Hitler Takes on the West episode 2

Hitler Takes on the West episode 2

Hitler Takes on the West episode 2: May 1940. France is in chaos. The French people take to the roads, trying to escape. The government signs an armistice as Germans take over half the country. The French and the English retreat desperately. In Dunkirk, there are more than 300,000 troops waiting to be transhipped in hundreds of ships, which perform a heroic back and forth trips to England. Thousands of men perish at the sea, struck down by German bombs.


 

 



Celebrated as heroes throughout Britain, the soldiers of Dunkirk were saved by the sacrifice of French soldiers. To take advantage of the booty, Mussolini’s Italy attacked in turn in the Alps. Paris is emptying of millions of refugees who experience a desperate exodus on the roads, and the government surrender. The entry of two major figures does not change anything: on June 17 Petain was appointed head of state and calls for an end to the fight, when de Gaulle urges, on June 18, to resist. But the armistice was signed, in a ceremony desired by Hitler to reverse the humiliation of the Germans in 1918. Half occupied by the Germans, the other subject to the Vichy regime, France offered its coasts and airfields to the Germans who want to invade England. Will she be able to survive this Apocalypse better than France?

 

Hitler Takes on the West episode 2

 

Blitzkrieg is a word used to describe a surprise attack using a rapid, overwhelming force concentration that may consist of armoured and motorised or mechanised infantry formations, together with close air support, has the intent to break through the opponent’s lines of defense, then dislocate the defenders, unbalance the enemy by making it difficult to respond to the continuously changing front, and defeat them in a decisive Vernichtungsschlacht: battle of annihilation.

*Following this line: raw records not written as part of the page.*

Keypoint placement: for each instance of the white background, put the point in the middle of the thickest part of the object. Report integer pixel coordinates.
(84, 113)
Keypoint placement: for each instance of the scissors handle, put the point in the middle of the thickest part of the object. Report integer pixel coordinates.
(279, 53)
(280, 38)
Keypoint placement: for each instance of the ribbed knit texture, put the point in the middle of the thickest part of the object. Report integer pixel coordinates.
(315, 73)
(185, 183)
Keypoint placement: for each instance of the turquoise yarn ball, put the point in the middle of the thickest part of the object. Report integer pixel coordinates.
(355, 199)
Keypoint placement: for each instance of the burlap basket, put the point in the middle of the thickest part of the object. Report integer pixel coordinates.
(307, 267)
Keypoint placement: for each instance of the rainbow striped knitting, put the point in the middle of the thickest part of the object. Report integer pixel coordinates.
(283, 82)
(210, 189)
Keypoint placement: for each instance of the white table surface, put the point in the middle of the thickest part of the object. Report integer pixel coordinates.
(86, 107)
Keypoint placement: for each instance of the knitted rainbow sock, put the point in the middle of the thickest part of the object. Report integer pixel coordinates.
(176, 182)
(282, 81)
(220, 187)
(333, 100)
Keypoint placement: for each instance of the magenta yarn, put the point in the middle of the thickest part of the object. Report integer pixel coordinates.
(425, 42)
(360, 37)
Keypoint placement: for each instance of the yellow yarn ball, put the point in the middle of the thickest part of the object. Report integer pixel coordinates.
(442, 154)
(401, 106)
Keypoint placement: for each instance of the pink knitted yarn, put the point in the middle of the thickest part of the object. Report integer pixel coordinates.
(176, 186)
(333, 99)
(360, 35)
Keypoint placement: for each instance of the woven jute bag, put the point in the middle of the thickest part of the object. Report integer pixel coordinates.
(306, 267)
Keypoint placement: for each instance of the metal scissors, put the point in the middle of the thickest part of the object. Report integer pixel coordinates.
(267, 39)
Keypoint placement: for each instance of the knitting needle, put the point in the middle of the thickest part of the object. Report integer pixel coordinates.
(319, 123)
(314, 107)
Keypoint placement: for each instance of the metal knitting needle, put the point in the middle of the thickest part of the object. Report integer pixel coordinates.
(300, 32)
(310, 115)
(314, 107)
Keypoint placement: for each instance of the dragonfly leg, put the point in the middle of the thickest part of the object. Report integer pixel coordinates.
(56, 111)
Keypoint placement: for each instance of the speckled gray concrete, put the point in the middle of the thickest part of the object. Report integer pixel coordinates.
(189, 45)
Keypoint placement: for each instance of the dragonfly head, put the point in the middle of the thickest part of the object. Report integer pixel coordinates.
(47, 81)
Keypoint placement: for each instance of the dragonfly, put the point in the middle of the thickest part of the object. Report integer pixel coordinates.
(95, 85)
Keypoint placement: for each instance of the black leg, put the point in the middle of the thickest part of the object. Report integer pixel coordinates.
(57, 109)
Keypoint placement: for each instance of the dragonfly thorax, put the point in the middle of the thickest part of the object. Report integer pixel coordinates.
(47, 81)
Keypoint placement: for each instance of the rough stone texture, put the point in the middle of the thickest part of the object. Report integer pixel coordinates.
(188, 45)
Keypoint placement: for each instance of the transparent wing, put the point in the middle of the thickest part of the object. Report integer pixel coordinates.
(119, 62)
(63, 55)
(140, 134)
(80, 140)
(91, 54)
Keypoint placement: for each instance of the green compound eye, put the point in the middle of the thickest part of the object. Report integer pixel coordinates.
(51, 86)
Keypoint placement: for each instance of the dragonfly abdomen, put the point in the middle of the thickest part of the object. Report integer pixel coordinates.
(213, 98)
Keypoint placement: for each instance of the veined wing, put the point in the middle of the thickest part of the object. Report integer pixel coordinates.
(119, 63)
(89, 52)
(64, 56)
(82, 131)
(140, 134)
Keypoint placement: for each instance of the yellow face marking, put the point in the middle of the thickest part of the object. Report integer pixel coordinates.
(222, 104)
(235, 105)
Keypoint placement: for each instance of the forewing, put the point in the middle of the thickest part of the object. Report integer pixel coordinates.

During the interwar period, aircraft and tank technologies matured and were combined with systematic application of the traditional German tactic of Bewegungskrieg (manoeuvre warfare), deep penetrations and the bypassing of enemy strong points to encircle and destroy enemy forces in a Kesselschlacht (cauldron battle). During the Invasion of Poland, Western journalists adopted the term blitzkrieg to describe this form of armoured warfare.

The term had appeared in 1935, in a German military periodical Deutsche Wehr (German Defence), in connection to quick or lightning warfare. German manoeuvre operations were successful in the campaigns of 1939–1941 and by 1940 the term blitzkrieg was extensively used in Western media. Blitzkrieg operations capitalized on surprise penetrations (e.g., the penetration of the Ardennes forest region), general enemy unreadiness and their inability to match the pace of the German attack. During the Battle of France, the French made attempts to re-form defensive lines along rivers but were frustrated when German forces arrived first and pressed on.